In `set_sem_layout()`,
we only need to specify the positions of the latent
factors. As in `layout`, we create a matrix to specify
the positions of the factors. The procedure is identical
to what illustrated above for a path model, and all
the approaches presented above can be used.
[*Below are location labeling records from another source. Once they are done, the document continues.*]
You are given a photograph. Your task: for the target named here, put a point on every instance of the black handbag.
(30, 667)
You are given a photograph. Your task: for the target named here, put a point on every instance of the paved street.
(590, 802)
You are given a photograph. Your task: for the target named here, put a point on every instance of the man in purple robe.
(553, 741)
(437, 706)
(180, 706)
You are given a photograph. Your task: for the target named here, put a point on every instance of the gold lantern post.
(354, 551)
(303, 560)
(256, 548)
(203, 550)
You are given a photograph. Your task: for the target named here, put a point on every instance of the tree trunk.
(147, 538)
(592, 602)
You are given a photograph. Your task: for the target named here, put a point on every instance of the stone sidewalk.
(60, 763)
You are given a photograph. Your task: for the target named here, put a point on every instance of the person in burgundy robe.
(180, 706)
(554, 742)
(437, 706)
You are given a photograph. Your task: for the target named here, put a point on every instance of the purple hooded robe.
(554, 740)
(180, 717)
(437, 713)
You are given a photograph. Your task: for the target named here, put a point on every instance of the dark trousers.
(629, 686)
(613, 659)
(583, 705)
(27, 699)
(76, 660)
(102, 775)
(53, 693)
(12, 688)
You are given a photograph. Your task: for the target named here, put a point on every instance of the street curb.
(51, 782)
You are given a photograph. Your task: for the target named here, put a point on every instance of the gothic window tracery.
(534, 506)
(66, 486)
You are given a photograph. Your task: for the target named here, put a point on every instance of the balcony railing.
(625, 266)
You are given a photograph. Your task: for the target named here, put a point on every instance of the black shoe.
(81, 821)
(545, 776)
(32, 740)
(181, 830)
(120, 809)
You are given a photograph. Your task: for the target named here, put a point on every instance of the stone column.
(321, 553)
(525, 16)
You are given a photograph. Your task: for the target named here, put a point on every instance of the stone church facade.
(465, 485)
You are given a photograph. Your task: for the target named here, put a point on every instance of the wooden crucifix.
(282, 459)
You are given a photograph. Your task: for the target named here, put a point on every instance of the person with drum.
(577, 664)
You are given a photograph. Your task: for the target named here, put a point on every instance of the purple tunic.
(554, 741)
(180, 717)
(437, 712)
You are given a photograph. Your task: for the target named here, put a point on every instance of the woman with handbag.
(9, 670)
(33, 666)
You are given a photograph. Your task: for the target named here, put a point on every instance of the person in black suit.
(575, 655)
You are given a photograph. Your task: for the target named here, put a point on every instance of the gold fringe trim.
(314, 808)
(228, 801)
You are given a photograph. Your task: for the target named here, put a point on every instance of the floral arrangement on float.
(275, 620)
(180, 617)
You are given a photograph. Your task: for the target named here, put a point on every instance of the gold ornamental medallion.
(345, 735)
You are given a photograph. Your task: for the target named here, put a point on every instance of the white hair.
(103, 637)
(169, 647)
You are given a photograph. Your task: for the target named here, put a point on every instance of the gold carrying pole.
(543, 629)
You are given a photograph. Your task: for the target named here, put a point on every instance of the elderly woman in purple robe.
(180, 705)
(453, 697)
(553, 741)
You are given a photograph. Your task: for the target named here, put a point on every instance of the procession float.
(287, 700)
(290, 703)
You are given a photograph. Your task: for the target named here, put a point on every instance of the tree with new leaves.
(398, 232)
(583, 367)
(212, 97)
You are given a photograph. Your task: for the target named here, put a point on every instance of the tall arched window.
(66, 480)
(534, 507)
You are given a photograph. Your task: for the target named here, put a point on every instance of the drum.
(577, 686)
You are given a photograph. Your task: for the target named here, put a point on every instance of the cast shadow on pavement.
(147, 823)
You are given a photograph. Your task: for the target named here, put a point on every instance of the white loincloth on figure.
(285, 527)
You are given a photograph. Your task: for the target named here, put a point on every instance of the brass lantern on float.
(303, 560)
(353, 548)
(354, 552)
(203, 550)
The only
difference is, only the names of the *latent* *factors* need
to be present in the matrix, and the size of the grid
only need to consider the factors.

For example, suppose we have 14 indicators and four
factors, and this is the model:

```{r}
mod <-
  'f1 =~ x01 + x02 + x03
   f2 =~ x04 + x05 + x06 + x07
   f3 =~ x08 + x09 + x10
   f4 =~ x11 + x12 + x13 + x14
   f3 ~  f1 + f2
   f4 ~  f1 + f3
  '
```

If we want to draw both the factors and the indicators,
the plot will have 18 nodes:

```{r}
fit <- lavaan::sem(mod, cfa_example)
p <- semPaths(fit, whatLabels="est",
        sizeMan = 5,
        node.width = 1,
        edge.label.cex = .75,
        style = "ram",
        mar = c(5, 5, 5, 5))
```

Suppose we want to position the factors this way:

```{r echo = FALSE}
m <- matrix(c("f1",   NA,   NA,
                NA, "f3", "f4",
              "f2",   NA,   NA), byrow = TRUE, 3, 3)
p_sem <- semPaths(fit, what = "mod",
           sizeMan = 10,
           edge.label.cex = 1.15,
           style = "ram",
           nCharNodes = 0, nCharEdges = 0,
           layout = m,
           residuals = FALSE,
           structural = TRUE,
           DoNotPlot = TRUE)
p_semcon <- set_curve(p_sem, list(list(from = "f1", to = "f2", new_curve = -2)))
plot(p_semcon)
```

Again, we decide the grid to use, which is 3 by 3 in
this example:

```{r echo = FALSE}
plot(p_semcon)
xc <- seq(-1.25, 1.25, length.out = 4)
yc <- seq(1.25, -1.25, length.out = 4)
for (i in yc) {
    segments(xc[1], i, xc[4], i, col = "red", lwd = 4)
  }
for (i in xc) {
    segments(i, yc[1], i, yc[4], col = "red", lwd = 4)
  }
x_os <- (xc[2] - xc[1]) * .5
y_os <- (yc[2] - yc[1]) * .9
for (i in seq_len(length(xc) - 1)) {
    for (j in seq_len(length(yc) - 1)) {
        text(xc[i] + x_os, yc[j] + y_os,
             paste0("(", j, ", ", i, ")"),
             cex = 1.5, col = "red")
      }
  }
```

Therefore, this is the matrix to be used:

```{r}
m_sem <- layout_matrix(f1 = c(1, 1),
                    f2 = c(3, 1),
                    f3 = c(2, 2),
                    f4 = c(2, 3))
m_sem
```

Note that `layout_matrix()` can also be used to set up the orientation
of the indicators of each factor:

```{r}
point_to <- layout_matrix(left = c(1, 1),
                          left = c(3, 1),
                          down = c(2, 2),
                          up = c(2, 3))
```

We can then use this matrix in `set_sem_layout()` (please
refer to `vignette("quick_start_sem")` or `?set_sem_layout` on
how to specify other arguments):

```{r}
indicator_order  <- c("x04", "x05", "x06", "x07",
                      "x01", "x02", "x03",
                      "x11", "x12", "x13", "x14",
                      "x08", "x09", "x10")
indicator_factor <- c( "f2",  "f2",  "f2",  "f2",
                       "f1",  "f1",  "f1",
                       "f4",  "f4",  "f4",  "f4",
                       "f3",  "f3",  "f3")
indicator_push <- c(f3 = 2.5,
                    f4 = 2.5,
                    f1 = 1.5,
                    f2 = 1.5)
indicator_spread <- c(f1 = 2,
                      f2 = 2,
                      f3 = 2,
                      f4 = 1.75)
loading_position <- c(f2 = .6,
                      f3 = .8,
                      f4 = .8)
p2 <- set_sem_layout(p,
                     indicator_order = indicator_order,
                     indicator_factor = indicator_factor,
                     factor_layout = m_sem,
                     factor_point_to = point_to,
                     indicator_push = indicator_push,
                     indicator_spread = indicator_spread,
                     loading_position = loading_position)
plot(p2)
```

This make it much easier to specify the positions of factors
in a structural equation model with latent factors.